Editor's note: This article was updated on October 16 to reflect Lindsey Vonn's recent announcement that she could return to World Cup racing as early as October 26.

You've probably heard a lot about Lindsey Vonn lately. Some of what you heard might even have to do with her being one of the greatest ski racers in history. Unfortunately not so much. Most of the hype has centered around her romance with a very good golfer, which earned her the dubious honor of making the front page of the National Enquirer. Not surprisingly, the Enquirer didn't even touch on her real story.

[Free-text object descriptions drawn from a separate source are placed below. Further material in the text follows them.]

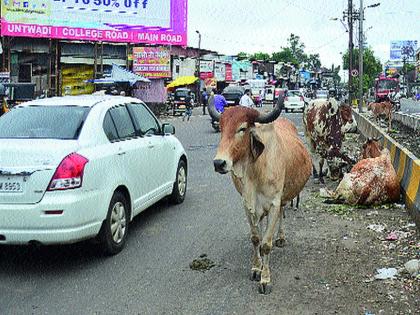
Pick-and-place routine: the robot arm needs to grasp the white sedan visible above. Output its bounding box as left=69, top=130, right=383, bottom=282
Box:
left=284, top=90, right=305, bottom=113
left=0, top=96, right=187, bottom=254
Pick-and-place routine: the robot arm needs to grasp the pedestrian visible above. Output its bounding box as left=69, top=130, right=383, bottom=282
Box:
left=239, top=90, right=254, bottom=107
left=182, top=91, right=193, bottom=121
left=201, top=88, right=209, bottom=115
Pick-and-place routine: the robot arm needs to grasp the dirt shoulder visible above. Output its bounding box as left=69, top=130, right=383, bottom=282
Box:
left=294, top=135, right=420, bottom=314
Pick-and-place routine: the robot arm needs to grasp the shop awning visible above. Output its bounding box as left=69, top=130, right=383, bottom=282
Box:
left=166, top=76, right=198, bottom=88
left=86, top=63, right=150, bottom=85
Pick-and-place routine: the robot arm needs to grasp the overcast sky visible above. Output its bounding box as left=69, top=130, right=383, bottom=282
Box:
left=188, top=0, right=420, bottom=67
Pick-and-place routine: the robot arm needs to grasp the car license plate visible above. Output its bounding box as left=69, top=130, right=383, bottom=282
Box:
left=0, top=176, right=23, bottom=193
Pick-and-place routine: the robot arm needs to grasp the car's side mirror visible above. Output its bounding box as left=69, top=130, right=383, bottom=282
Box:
left=162, top=123, right=175, bottom=135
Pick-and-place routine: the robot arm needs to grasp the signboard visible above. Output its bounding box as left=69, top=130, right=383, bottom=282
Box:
left=1, top=0, right=187, bottom=46
left=214, top=63, right=226, bottom=81
left=225, top=63, right=233, bottom=81
left=390, top=40, right=417, bottom=61
left=200, top=60, right=213, bottom=73
left=133, top=47, right=171, bottom=79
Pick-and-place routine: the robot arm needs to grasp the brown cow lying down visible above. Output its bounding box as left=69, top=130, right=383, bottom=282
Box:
left=368, top=101, right=392, bottom=131
left=328, top=149, right=400, bottom=205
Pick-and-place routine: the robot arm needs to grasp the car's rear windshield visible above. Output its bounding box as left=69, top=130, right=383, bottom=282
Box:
left=0, top=105, right=90, bottom=140
left=287, top=91, right=301, bottom=97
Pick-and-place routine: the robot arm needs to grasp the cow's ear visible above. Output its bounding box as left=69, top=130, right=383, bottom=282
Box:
left=250, top=129, right=265, bottom=160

It's a story of guts and focus: a harrowing crash in harsh conditions in Austria, followed by a stunningly fast recuperation that only the most determined of athletes could accomplish. Plus all the trappings of celebrity, and questions about her training relationship to a German doctor who was formerly convicted on doping charges.

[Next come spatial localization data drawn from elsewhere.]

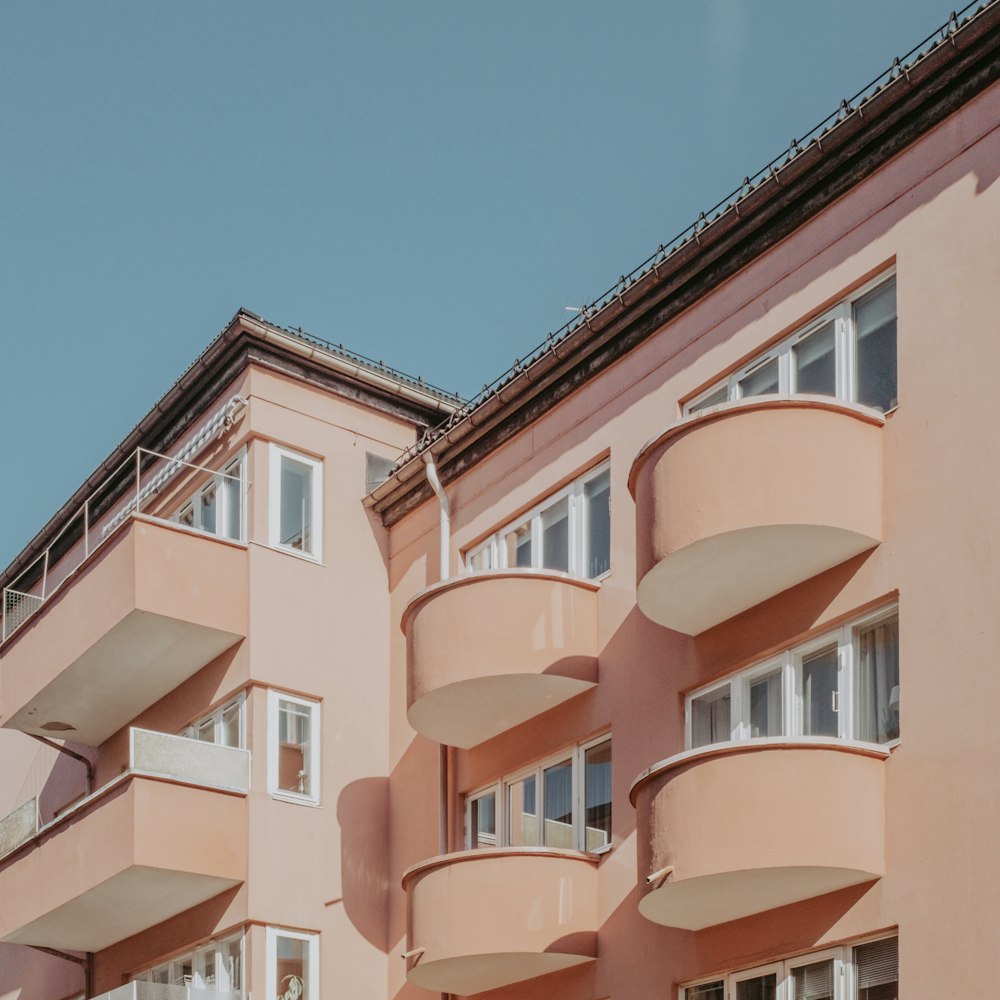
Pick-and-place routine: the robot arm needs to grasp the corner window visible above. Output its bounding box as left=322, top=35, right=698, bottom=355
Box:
left=265, top=927, right=320, bottom=1000
left=180, top=694, right=246, bottom=749
left=684, top=276, right=898, bottom=416
left=268, top=444, right=323, bottom=559
left=465, top=463, right=611, bottom=579
left=170, top=454, right=246, bottom=542
left=686, top=609, right=899, bottom=749
left=267, top=691, right=319, bottom=804
left=466, top=736, right=611, bottom=851
left=131, top=934, right=243, bottom=996
left=678, top=937, right=899, bottom=1000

Vonn was on a roll in February. She had bounced back from a nagging illness to win the downhill in Cortina d'Ampezzo and the giant slalom in Maribor, Slovenia. She went into the World Championships in Schladming, Austria as the favorite. Visibility was poor as she launched into her Super-G run with her usual fearless abandon.

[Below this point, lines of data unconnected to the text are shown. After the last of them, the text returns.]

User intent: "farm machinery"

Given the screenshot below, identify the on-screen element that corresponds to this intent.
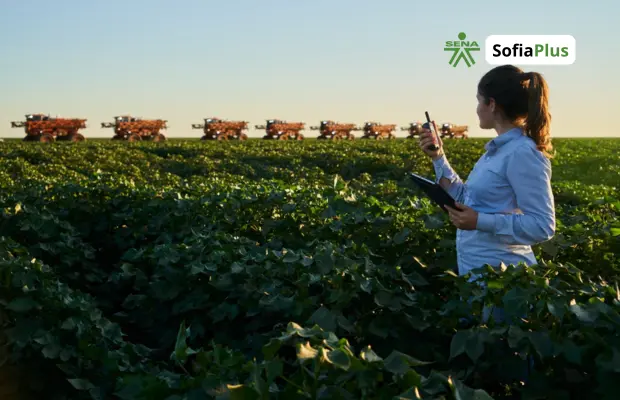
[11,114,86,142]
[101,115,168,142]
[439,123,469,139]
[310,120,362,140]
[254,119,306,140]
[192,118,248,140]
[362,122,396,140]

If you haven't seen the video of her crash, here it is.

Vonn was winched up by helicopter and airlifted to the nearest hospital with a tibial plateau fracture and two torn ligaments in her right knee, the anterior cruciate and the medial collateral.

While recuperating from her injuries, Vonn has gone through several ordeals. The first involves her romance with a very good golfer, which has given the supermarket tabloids new subject to fill the gaps in between Kardashian updates. The second could be more serious, or it could be just another form of hype. A major investigative piece by the New York Daily News in May raised questions about Vonn's training regimen with her major sponsor Red Bull, in particular a training center in Austria run by a disgraced former East German Olympic coach who was convicted on doping charges. Not long after the article ran, Vonn was ambushed at a fashion event in New York by International Olympic Committee staffers who forced her to pee in a cup for drug testing.

Vonn has never failed a drug test, and the investigation by the Daily News found no evidence of doping.

Meanwhile, in between the ambushes by paparazzi and muckrakers and the photo sessions with Annie Leibovitz, Vonn continued to do what she does best: train. Her training combines cycling, core exercises, weight lifting, tight-rope walking and agility drills, and she trains with the same focused intensity that first distinguished her from the pack as the 10-year-old heir-apparent to Picabo Street, ripping through the gates in summer training on Mount Hood. Just months after a potentially career-ending crash, she passed her strength tests, earned medical approval to return to the slopes, and headed to Chile to ski herself back into shape.

Here she is in a GoPro-shot Facebook selfie, knees looking as powerful as ever and skiing without fear:

Lindsey

Vonn, who will turn 29 on October 18, is edging closer to a return to international competition. She recently told the Associated Press that she could return to World Cup racing as early as October 26 in Austria. There seems little doubt that she will be ready to defend her Olympic gold medal in Sochi, Russia in February 2014.

Time will tell how the trauma of her crash and all the hype surrounding her personal life will affect Lindsey Vonn as she immerses herself into the pressure-cooker of Olympic pressure. But I wouldn't bet against her in Sochi. Would you?